As Poland offers to run special flights for and has opened shelters to make the Indian students crossing the border from Ukraine comfortable, the special gesture takes one back into history when a magnanimous Indian Maharaja had sheltered 640 Polish orphans and women who were fleeing holocaust and violence across Europe in the World War II.
He was Maharaja Digvijaysinhji Ranjitsinhji Jadeja of Nawanagar, Gujarat, who took the refugees in his State amidst famine and the British government’s stiff opposition to their presence. In fact, they had been turned away by many countries including from Mumbai port.
The Polish authorities and independent journalists like Naomi Canton have shared images of the shelters set up in Poland where the Indian students were being served food and provided with mattresses to take rest after suffering the ordeal of staying in the war-hit Ukraine. The government of Poland has also offered to operate special flights to India for taking the students home.
Food, drink and beds are awaiting Indian students who can cross into Poland from Ukraine. They will stay here until flights to India are organised. pic.twitter.com/lehJGbrTAV— Naomi Canton (@naomi2009) February 28, 2022
The fascinating story of Maharaja Digvijaysinhji Rnjitsinhji Jadeja is chronicled for the world audience in the docufilm The Little Poland in India by the Delhi-based filmmaker Anu Radha with the support of the Polish embassy and the Royal family in Jamnagar.
Going back to the WWII days, the Maharaja had tough time convincing the British to allow the refugees to disembark on Rosi port in his province.
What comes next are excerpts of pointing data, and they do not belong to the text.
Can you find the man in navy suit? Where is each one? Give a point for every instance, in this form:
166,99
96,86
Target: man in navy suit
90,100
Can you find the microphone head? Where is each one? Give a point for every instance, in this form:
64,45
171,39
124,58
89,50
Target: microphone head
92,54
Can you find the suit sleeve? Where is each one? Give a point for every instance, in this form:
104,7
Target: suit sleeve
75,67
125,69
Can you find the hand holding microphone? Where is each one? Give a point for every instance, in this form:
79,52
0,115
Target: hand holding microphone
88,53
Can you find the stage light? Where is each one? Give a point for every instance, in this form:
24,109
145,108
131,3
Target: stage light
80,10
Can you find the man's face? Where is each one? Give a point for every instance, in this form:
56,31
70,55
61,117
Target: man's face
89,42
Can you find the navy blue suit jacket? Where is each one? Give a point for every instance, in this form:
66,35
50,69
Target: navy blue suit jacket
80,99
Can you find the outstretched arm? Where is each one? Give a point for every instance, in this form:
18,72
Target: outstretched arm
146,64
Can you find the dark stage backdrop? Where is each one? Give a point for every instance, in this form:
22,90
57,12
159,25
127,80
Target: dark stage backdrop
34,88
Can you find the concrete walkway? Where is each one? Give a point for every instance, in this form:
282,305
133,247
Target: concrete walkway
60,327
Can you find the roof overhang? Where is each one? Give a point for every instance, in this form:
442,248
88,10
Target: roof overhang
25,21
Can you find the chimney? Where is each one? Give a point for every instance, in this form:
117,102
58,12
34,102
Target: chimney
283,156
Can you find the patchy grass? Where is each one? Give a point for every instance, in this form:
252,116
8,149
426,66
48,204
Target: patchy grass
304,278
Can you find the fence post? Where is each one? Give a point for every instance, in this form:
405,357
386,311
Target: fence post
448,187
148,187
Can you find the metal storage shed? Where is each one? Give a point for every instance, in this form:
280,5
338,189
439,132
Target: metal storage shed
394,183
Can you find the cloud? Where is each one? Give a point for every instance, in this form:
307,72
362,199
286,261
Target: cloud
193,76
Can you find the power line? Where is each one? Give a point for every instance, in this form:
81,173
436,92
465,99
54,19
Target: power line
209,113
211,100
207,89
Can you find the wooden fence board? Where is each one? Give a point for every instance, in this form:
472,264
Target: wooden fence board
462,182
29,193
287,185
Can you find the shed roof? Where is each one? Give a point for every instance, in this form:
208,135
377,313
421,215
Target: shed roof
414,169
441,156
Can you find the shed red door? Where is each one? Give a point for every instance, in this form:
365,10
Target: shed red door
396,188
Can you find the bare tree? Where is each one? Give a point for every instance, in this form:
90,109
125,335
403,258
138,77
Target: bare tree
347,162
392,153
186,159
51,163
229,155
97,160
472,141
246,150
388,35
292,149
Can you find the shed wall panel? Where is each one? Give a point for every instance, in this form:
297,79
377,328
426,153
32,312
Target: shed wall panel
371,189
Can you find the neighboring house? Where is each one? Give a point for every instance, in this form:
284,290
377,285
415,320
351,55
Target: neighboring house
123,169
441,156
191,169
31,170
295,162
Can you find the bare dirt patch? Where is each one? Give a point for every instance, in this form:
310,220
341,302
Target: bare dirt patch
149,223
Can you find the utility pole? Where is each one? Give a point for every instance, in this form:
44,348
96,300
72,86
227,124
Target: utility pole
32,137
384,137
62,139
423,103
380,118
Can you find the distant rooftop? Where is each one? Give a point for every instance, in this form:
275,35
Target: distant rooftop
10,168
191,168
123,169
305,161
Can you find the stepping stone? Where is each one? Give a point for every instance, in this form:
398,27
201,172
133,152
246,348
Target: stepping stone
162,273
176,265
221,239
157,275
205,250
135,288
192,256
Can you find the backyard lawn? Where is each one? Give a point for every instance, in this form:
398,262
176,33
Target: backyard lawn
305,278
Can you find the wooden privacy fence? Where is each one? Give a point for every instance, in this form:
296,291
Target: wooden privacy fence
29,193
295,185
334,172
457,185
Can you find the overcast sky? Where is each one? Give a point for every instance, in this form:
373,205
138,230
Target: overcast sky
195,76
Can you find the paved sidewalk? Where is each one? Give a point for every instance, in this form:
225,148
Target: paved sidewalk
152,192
According to the movie as the Polish group disembarked from their small ship, the Maharaja welcomed them by saying, “Do not consider yourself orphans. You are now Nawnagaris and I am Bapu, father of all the people of Nawanagar, so also yours.”
This group had somehow managed to escape a concentration camp in Serbia, former USSR, in a small boat and undertaken a hazardous sea journey from Iran to Mumbai to seek refuge.
The innates of the Polish camp in Balachandi
Initially the inmates, who were aged between two years to 17, and were accompanied by some women, were lodged in a tented accommodation till a building to house them was built at Balachadi camp, located near Maharaja’s summer palace and 25 km away from city of Jamnagar.
Harshad Kumari, the King’s daughter later revealed that her father had legally adopted all the children to beat the Britishers in their arguments that under the law foreigners were not allowed on the territory under their control.
The Maharaja made sure the Polish refugees were served the food of their choice and after initial hiccups, he employed six Goan cooks for them. He also arranged Polish language books for them.
When asked about his decision to house the Polish kids, the Maharaja is believed to have told Polska, a weekly Polish magazine: “Maybe there, in the beautiful hills beside the seashore, the children will be able to recover their health and to forget the ordeal they went through…. I sympathise with the Polish nation and its relentless struggle against oppression.” He was speaking about the location of the camp for the refugees.
The Maharaja’s gesture went on to inspire many others to open their hearts and homes to the innocent victims of war, not just in India but across the world. His act of generosity is clearly still remembered in Poland, where he was posthumously award the Commander’s Cross of the Order of Merit by the President. Poland has also named the Maharaja the Honorary Patron of the popular Warsaw Bednarska High School. In 2013, the Government of Poland inaugurated the ‘Good Maharaja Square’ in Warsaw.
Maharaja Digvijaysinhji Ranjitsinhji Jadeja
The Maharaja’s actions are more noteworthy given that while the world was at war, India was fighting an important battle of its own – for independence and parts of the country had done through a severe famine and drought.
The Times of Israel called Maharaja Ranjitsingh as “the Indian Oskar Schindler” and claimed there were 1000 inmates in the camp who called the Maharaja Bapuji.
Singnificantly, the children were both Jews and Catholics. With the help of the international Committee of Red Cross (ICRC) they finally left the camp in 1948 to be with their ralatives in different countries. However, many of them keep visiting the camp in Jamnagar and even have an association in Israel.
According to a report in the Israeli newspaper, Poland has shown its gratitude to the Maharaja in various forms. Warsaw has a “Good Maharaja Square” named after the Maharaja.
Poland also named a school after the Maharaja, who was passionate about children’s education. The Maharajah was awarded the President’s Medal, Poland’s highest honor; filmmaker Radha was conferred Poland’s Bene Merito award.
Bapuji of these Polish refugees is the same person who patronised Cricket and after whom India's national cricket league Ranji trophy cricket tournament is named.